The Medicare Medical Review RN (Medical Reviewer III) will primarily be responsible for conducting clinical reviews of medical records during the course of fraud investigations or other program integrity initiatives such as requests for information or in support of proactive data analysis efforts. In addition, this position applies Medicare and Medicaid guidelines in making clinical determinations as to the appropriateness of payment coverage.
In assuming this position, you will be a critical contributor to meeting our Group's objective: To provide services to our clients that exceed their expectations and contribute to improved healthcare delivery by identifying and eliminating fraud, waste and abuse.
This position will report directly to the Medical Review Supervisor and will work remotely from a home office.
Responsibilities/ Requirements
Responsibilities:
Reviews information contained in Standard Claims Processing System files (e.g., claims history, provider files) to determine provider billing patterns and to detect potentially fraudulent or abusive billing practices or vulnerabilities in Medicare or Medicaid payment policies
Utilizes extensive knowledge of medical terminology, ICD-9-CM, ICD-10-CM HCPCS Level II and CPT coding along with analysis and processing of Medicare claims.

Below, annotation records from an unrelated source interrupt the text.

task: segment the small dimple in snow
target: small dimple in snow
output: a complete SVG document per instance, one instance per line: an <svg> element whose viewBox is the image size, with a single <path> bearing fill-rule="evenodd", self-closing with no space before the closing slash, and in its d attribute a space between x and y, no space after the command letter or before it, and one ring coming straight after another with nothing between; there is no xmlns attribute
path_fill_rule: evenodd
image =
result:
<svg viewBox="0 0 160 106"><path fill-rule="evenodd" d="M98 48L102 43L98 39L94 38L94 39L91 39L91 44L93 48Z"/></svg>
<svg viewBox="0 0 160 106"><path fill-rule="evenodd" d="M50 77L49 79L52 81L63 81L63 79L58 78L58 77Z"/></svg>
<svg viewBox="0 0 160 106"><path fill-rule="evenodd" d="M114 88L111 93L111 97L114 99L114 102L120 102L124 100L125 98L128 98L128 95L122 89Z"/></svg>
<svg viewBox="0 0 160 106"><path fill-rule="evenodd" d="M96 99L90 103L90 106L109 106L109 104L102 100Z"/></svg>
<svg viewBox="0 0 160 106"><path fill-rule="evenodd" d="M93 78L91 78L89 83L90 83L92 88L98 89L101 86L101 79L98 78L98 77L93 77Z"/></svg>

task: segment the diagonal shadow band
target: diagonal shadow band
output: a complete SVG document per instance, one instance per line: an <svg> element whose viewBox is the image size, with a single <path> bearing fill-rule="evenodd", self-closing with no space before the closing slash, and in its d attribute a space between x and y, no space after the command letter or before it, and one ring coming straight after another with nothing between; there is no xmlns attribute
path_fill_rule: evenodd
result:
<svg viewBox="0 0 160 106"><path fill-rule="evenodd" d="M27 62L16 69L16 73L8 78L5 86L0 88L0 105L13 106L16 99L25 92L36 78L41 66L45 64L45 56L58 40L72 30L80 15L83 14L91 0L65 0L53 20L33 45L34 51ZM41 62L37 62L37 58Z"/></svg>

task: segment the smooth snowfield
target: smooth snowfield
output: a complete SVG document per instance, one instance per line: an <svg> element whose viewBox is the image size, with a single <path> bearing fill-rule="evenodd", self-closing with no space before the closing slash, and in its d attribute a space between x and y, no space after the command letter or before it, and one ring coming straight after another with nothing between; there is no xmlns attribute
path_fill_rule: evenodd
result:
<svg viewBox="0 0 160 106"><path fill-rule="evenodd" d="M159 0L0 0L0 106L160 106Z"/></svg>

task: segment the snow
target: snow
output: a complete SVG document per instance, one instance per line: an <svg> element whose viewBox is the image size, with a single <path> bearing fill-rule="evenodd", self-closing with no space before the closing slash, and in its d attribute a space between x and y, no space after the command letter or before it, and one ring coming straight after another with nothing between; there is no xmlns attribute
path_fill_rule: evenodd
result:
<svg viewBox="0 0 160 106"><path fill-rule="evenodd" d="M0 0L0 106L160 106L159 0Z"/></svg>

Utilizes Medicare/Medicaid and Contractor guidelines for coverage determinations
Coordinates and compiles the written Investigative Summary Report to the PI Investigator upon completion of the records review
Incorporates leadership and communication skills to work with physicians and other health professionals as well as external regulatory agencies and law enforcement personnel
Provides training to UPIC staff on medical terminology, reading medical records, and policy interpretation
Provides expert witness testimony as required
Completes assignments in a manner that meets or exceeds the quality assurance goal of 98% accuracy
Maintains chain of custody on all documents and follows all confidentiality and security guidelines
Performs other duties as assigned by the Medical Review Supervisor that contribute to UPIC goals and objectives and comply with the Program Integrity Manual and Statement of Work guidelines and CMS directives and regulations
Requirements:
2 years minimum experience at a government contractor (ZPIC, UPIC, RAC, MAC, etc.)
2 years minimum working knowledge of ICS 10-CM/CPT coding experience
4 years minimum experience of working knowledge of Diagnosis Related Groups (DRG's), Prospective Payment Systems or Part B claims and Medicare coverage guidelines
Knowledge of, and the ability to correctly identify, Medicare and Medicaid coverage guidelines
Advance knowledge of medical terminology and experience in the analysis and processing of Medicare claims, utilization review/ quality assurance procedures, ICD 10-CM and CPT coding, Medicare coverage guidelines and payment methodologies (i.e., Correct Coding Initiative, DRG's, Prospective Payment Systems and Ambulatory Surgical center), NCPCP and other types of prescription drug claims
Ability to read Medicare claims, both paper and electronic, and a basic knowledge of the Medicare claims systems is required
Should possess excellent oral and written communication skills with an ability to write professional summary reports
Knowledge of and ability to use Microsoft Word, Excel, and Internet applications
Able to efficiently organize and manage workload and assignments
Must have and maintain a valid driver' license for the associate's state of residence as onsite audits are part of the role as a nurse reviewer
A satisfactory background check will be required
Educational/Experience Qualifications:
Registered Nurse (RN) required
Graduate from an accredited school of nursing and have an active license as a Preference given to BSN or higher prepared nurses with recent medical review claims experience in Medicare or Medicaid reviews
Benefits
Medical, Dental, Vision plans
Life, LTD and STD paid by the employer
401(k) with company match
Paid Time Off and company paid holidays
The salary range will be based on several factors including, but not limited to, relevant education, qualifications, certifications, experience, skills, geographic location, performance, and business or organizational needs.
About Us:
WCC is a small business specializing in benefit payment validations. In addition to supporting Federal Agencies with their workers compensation programs, WCC serves as a subcontractor to Prime contractors supporting the Centers for Medicare and Medicaid Services program integrity and fraud, waste initiatives.
WCC is an Equal Opportunity Employer. We evaluate qualified applicants without regard to race, color, religion, sex, sexual orientation, gender identity, national origin, caste, disability, veteran status, and other legally protected characteristics and maintain a drug-free workplace.